Spanakopita is a Greek phyllo pie traditionally made with spinach and feta, and there’s also hortopita, similar to spanakopita, but with a mix of greens, so get creative with your greens: spinach, arugula, kale, chard, beet greens, mustard greens, dandelion, foraged greens. This vegan version uses an open faced spelt pizza crust as a departure from phyllo, and it’s worth trying this vegan filling wrapped in phyllo too.
Most recipes cook the greens first, but if using a tender green like spinach, the greens can be salted, left to sit for at least 10 minutes (or longer), then vigorously mix the salted greens, squeezing and agitating to release as much liquid as possible. This can be done with tougher greens, but factor in a slightly longer cooking time to make sure the greens are tender.
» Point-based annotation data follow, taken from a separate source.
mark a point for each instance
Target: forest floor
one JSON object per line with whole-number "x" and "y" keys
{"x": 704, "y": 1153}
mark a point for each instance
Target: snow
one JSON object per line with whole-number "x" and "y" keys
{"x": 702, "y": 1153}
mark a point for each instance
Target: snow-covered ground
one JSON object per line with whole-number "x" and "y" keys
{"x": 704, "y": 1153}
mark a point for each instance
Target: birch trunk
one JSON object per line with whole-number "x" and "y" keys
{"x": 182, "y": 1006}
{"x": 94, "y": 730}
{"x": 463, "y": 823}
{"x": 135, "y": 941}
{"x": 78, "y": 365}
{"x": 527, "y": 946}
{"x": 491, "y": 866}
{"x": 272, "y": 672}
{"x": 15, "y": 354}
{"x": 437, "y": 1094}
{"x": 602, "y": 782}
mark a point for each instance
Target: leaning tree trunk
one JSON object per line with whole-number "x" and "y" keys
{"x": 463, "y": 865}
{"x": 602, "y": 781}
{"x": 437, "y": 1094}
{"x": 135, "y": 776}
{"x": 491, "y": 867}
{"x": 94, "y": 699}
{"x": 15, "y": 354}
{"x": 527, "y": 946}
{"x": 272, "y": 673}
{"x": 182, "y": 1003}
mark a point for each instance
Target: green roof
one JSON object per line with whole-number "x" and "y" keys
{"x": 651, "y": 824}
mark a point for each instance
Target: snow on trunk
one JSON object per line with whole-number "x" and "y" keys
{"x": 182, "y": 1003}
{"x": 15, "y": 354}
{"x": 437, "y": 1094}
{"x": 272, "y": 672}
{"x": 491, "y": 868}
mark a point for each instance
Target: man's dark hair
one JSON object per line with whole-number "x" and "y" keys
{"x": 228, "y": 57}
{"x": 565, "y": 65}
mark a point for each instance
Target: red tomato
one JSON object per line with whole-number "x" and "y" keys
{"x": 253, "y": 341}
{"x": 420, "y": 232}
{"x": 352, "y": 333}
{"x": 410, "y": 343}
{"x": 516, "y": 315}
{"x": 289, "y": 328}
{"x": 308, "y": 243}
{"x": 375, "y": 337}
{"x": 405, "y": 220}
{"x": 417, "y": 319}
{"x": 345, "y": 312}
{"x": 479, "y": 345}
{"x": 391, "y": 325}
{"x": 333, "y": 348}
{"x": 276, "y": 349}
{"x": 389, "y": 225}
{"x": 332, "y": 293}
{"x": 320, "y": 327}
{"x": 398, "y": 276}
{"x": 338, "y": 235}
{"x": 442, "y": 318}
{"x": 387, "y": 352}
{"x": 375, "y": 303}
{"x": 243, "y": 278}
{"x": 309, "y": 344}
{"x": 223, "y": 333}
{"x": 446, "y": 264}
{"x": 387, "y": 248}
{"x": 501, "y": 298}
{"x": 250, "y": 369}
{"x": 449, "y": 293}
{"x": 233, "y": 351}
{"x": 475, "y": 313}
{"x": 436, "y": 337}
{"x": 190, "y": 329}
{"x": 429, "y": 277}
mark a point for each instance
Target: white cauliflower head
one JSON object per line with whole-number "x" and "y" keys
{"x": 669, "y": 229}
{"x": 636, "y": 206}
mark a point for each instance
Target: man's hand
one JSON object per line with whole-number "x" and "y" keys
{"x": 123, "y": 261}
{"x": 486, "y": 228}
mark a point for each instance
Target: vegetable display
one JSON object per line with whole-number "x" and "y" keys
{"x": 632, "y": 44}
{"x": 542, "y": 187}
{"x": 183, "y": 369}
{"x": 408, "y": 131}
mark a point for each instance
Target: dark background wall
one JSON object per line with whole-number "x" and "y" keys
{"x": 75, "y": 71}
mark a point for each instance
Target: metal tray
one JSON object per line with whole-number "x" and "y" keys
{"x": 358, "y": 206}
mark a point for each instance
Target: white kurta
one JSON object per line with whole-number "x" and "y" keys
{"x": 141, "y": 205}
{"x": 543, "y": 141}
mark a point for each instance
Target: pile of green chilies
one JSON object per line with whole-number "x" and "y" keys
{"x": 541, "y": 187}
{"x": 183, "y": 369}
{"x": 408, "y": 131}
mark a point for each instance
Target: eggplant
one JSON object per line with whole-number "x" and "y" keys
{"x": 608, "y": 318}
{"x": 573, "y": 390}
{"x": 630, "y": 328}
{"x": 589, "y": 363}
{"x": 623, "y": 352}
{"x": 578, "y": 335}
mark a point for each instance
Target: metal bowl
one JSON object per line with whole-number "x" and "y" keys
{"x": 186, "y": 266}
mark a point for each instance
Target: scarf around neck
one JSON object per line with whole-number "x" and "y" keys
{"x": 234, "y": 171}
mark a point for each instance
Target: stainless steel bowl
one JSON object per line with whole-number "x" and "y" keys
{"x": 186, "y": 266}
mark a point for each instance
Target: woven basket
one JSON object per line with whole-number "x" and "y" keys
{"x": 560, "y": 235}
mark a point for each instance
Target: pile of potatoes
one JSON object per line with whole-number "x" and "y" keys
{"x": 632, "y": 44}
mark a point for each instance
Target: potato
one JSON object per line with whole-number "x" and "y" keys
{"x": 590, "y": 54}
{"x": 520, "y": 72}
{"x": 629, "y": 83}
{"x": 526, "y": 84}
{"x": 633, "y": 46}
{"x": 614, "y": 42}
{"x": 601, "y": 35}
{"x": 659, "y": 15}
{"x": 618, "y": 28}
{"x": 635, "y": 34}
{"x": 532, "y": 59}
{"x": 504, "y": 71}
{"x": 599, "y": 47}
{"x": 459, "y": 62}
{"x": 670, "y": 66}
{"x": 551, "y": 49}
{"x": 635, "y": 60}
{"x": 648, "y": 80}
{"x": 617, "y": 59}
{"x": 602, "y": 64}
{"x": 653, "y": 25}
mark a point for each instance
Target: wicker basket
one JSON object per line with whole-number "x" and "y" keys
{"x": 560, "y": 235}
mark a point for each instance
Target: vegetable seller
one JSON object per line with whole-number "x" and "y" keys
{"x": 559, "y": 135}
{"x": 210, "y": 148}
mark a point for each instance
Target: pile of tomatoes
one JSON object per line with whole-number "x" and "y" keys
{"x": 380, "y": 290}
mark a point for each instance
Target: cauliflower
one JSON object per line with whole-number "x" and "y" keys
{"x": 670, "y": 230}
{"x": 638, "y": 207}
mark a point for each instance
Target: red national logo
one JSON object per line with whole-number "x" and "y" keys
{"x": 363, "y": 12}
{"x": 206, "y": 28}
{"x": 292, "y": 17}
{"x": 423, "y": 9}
Sea salt can be substituted for kosher salt but use slightly less as sea salt is denser and saltier by volume.
Ingredients:
Crust:
1 package yeast
1 1/2 cups warm water
1 teaspoon kosher salt
1 teaspoon coconut sugar
3 1/2 cups whole spelt flour, plus extra 1/2 cup if needed
3 tablespoons olive oil, plus more for the pans, about 3 tablespoons
Filling:
1 pound spinach
Kosher salt for greens, 1 teaspoon or more
1 large bunch parsley
1 large bunch dill
2 leeks or 1 bunch scallions
2 packages soft tofu
1/2 cup olive oil
Crushed black pepper to taste
Equipment:
2 large mixing bowls, 3 8x8 pans, one large colander, salad spinner
Procedure:
To make the crust, measure the warm water in a large liquid measuring cup. Add the yeast and the sugar. Set aside.
Into a large bowl, measure the flour and salt, stirring to combine.
After the yeast mixture has sat for about ten minutes, add it to the flour mix. Add the olive oil. Stir to combine.
Mix to form a dough, adding more flour as needed to form a smooth ball. Knead until the dough has some give. It should not stick to your hands in pieces but may be moist enough to feel slightly tacky to the touch. Spelt continues to absorb water, so a slighter wetter dough than a wheat crust will help the texture not be too dry later.
When the dough is ready, pour a tablespoon of olive oil over the top, covering the whole surface of the dough ball. Cover the top of the bowl with a towel and set aside.
For the greens: wash everything, cutting tougher leaves into chiffonade or dice, spinach and delicate greens can be rough chopped. After the greens are cut and washed. Sprinkle with 1 tsp salt and mix to agitate. Let sit 10 minutes, then agitate and squeeze to release as much liquid as possible. It’s good practice to taste a tiny bit of the greens to check the saltiness. This will be all the salt in the recipe so it should taste salty but not overwhlemingly so. Imagine what it will be like when the rest of the ingredients are added, and then how it will all be mellowed through baking. If you are concerned that there is too much salt for your palate, now is the time to adjust: rinse the greens again and squeeze out liquid. Put greens in a large bowl.
MEP (mise en place- prepare) the parsley, dill, and scallions or leeks. Wash everything and then chop it finely, adding it to the greens.
Mix all the greens together, then add the tofu, black pepper, and olive oil. Combine well.
Prepare 8x8 pans with olive oil on the bottom but not the sides.
Divide the dough into three. Stretch dough like pizza, fitting it into the three pans, shaping the dough to create a crust to the edge of the dish. You may need to let the dough rest for a few minutes to fully stretch into the pans.
Once the crusts are formed, divide the filling bewteen the three pans. Gently press the filling down to even out the top.
Bake at 350F for 75-90 minutes until the bottom crust is firm and lightly browned. The filling should be firm with no jiggle. Pie can be made ahead and refrigerated or frozen.